Ballroom
2003

2000
Director
Raúl Ruiz
Runtime
100 minutes
Average Rating
No ratings yetSynopsis
Today, Camille turns nine. He had sworn that on his 9th birthday he would show his parents the videos he was shooting on the side - the tail of a cat scampering away, a window, and a veiled woman's face - an intriguing picture... Later that day, Camille's mother, Ariane, meets up with her son in the park. The boy appears perturbed. He is leaning against a tree, eyes cast down. He says that now he wants to return to his "real home" and his "real mother."
Overall Score
Fair
Category Breakdown
LGBTQ+ Representation
The film utilizes a baroque framework where identity feels performative rather than fixed. While it lacks explicit LGBTQ+ character arcs, its surrealist lens avoids rigid, traditional identity tropes.
Gender Representation
Set in 18th-century France, the film treats gender as a theatrical construct. Ruiz's stylistic approach blurs reality and performance, departing from the stable masculine leadership typical of period dramas.
Racial & Ethnic Diversity
The narrative focuses on an aristocratic, 18th-century French milieu. There is no evidence of significant racial blending or non-Anglo-Saxon majority casting within this historical setting.

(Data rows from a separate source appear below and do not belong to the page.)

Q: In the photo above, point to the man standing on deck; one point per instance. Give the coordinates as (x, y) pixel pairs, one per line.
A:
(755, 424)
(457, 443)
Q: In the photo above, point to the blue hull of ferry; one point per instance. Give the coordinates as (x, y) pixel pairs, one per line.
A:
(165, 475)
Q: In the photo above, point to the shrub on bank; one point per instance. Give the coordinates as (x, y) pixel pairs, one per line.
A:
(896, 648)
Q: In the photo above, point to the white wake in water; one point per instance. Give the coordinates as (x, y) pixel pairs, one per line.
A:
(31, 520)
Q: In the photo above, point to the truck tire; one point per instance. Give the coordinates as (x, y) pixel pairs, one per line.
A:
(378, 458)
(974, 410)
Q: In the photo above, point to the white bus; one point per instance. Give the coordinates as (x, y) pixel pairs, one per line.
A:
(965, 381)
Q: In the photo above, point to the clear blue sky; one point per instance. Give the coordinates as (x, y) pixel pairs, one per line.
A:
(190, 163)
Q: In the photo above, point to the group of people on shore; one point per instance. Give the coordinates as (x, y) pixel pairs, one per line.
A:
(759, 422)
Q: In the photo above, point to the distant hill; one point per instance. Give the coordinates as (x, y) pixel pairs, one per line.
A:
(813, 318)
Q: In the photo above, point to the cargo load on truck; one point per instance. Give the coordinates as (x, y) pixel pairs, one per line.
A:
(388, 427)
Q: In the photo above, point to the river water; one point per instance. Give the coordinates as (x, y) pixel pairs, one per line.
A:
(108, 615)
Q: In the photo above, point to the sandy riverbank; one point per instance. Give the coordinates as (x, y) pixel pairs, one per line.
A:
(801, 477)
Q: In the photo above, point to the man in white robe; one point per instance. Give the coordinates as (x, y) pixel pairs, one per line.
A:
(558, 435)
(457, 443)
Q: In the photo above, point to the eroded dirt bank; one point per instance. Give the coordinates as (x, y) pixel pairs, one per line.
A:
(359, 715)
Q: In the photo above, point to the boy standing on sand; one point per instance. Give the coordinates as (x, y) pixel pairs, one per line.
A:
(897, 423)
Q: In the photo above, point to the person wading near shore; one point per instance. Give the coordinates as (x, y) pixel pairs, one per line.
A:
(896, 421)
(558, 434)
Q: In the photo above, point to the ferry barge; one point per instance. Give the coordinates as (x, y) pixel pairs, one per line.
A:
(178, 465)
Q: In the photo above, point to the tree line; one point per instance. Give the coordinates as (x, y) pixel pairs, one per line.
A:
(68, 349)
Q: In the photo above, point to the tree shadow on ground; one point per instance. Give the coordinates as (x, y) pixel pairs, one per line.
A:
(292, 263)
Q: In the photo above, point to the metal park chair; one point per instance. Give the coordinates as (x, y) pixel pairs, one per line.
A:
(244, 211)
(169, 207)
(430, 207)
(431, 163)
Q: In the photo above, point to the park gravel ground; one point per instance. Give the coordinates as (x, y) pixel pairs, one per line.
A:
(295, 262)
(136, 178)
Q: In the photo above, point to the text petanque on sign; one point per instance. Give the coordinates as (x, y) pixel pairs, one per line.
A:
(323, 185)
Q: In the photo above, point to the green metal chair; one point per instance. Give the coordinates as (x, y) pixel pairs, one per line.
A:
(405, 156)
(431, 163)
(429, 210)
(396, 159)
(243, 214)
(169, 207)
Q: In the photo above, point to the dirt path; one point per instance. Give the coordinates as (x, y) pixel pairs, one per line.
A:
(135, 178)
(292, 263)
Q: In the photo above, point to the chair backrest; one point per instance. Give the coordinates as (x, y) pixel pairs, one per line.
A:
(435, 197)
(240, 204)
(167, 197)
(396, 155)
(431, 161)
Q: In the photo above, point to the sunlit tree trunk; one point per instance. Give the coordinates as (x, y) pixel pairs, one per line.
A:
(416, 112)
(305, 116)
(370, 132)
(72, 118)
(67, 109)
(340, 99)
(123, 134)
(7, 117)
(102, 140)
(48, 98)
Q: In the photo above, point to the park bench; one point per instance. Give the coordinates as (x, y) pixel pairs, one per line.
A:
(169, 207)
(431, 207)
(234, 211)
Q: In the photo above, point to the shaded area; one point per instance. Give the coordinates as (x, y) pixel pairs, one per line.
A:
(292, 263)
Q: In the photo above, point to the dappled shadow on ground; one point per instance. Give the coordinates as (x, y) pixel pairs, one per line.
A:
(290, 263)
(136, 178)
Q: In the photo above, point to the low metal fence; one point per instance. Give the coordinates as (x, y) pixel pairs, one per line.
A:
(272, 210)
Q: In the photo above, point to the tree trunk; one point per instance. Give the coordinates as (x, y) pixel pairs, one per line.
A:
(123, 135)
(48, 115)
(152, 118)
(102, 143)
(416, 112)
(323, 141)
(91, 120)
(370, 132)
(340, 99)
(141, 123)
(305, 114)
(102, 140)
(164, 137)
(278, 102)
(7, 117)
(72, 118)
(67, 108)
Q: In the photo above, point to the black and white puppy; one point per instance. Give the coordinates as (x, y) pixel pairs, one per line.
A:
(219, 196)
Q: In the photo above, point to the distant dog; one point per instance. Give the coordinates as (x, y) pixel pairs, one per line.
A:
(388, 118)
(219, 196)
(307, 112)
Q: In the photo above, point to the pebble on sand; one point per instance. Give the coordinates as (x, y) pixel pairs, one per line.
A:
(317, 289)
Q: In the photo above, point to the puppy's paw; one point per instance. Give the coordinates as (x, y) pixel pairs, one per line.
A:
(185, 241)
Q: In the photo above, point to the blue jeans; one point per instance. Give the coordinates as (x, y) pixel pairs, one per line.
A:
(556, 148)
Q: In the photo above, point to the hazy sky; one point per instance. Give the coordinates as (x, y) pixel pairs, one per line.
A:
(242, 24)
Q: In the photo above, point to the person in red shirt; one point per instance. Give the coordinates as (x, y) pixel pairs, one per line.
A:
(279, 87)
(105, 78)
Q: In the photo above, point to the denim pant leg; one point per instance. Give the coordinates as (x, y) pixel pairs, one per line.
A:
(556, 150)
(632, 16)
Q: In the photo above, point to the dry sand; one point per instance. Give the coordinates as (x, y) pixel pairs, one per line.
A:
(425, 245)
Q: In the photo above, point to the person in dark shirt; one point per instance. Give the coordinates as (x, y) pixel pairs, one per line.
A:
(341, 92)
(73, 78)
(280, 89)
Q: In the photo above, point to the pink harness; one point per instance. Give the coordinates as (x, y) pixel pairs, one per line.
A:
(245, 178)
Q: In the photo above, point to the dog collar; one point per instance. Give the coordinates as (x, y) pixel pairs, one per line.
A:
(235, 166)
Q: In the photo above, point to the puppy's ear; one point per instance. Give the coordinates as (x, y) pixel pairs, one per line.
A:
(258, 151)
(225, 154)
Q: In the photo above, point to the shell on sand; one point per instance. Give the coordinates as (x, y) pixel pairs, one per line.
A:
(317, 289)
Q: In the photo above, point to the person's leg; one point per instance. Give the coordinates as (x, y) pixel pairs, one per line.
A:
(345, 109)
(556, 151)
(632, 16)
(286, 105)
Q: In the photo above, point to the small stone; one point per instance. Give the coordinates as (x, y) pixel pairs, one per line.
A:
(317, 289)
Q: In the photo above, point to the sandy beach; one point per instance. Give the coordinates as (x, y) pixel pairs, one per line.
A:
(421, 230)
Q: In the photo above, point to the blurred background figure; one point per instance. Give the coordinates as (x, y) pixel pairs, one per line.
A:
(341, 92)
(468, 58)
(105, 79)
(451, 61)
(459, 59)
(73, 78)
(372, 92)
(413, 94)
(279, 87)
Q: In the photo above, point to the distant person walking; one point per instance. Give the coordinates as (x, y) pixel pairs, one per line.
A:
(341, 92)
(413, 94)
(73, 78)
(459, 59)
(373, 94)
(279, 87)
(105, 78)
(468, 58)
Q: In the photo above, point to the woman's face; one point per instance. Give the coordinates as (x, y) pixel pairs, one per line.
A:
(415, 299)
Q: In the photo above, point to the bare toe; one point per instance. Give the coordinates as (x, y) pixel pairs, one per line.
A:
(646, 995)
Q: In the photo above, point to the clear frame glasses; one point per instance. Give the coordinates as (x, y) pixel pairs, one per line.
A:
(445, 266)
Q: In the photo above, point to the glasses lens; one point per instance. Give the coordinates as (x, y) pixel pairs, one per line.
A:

Religious & Cultural Diversity
The film excels by prioritizing dream-like logic and philosophical playfulness over social realism. This deconstruction of traditional structures serves as a critique of predictable, organized social systems.
Disability Representation
There is no information available regarding the depiction of physical or neurodivergent disabilities in this work.
Strengths
Areas for Improvement
AI Analysis
Raúl Ruiz delivers a postmodern exploration of identity that prioritizes aesthetic artifice over conventional realism. The film functions less as a study of specific demographic politics and more as a systemic deconstruction of the structures that define social reality. While the work lacks overt, intersectional representation, it succeeds in disrupting the perceived stability of Western social norms. By emphasizing the performative nature of manners and roles, it challenges the 'naturalness' of traditional hierarchies. Ultimately, the film's strength lies in its narrative architecture. It replaces objective truth with a fluid, dream-like logic that critiques the very idea of institutional stability.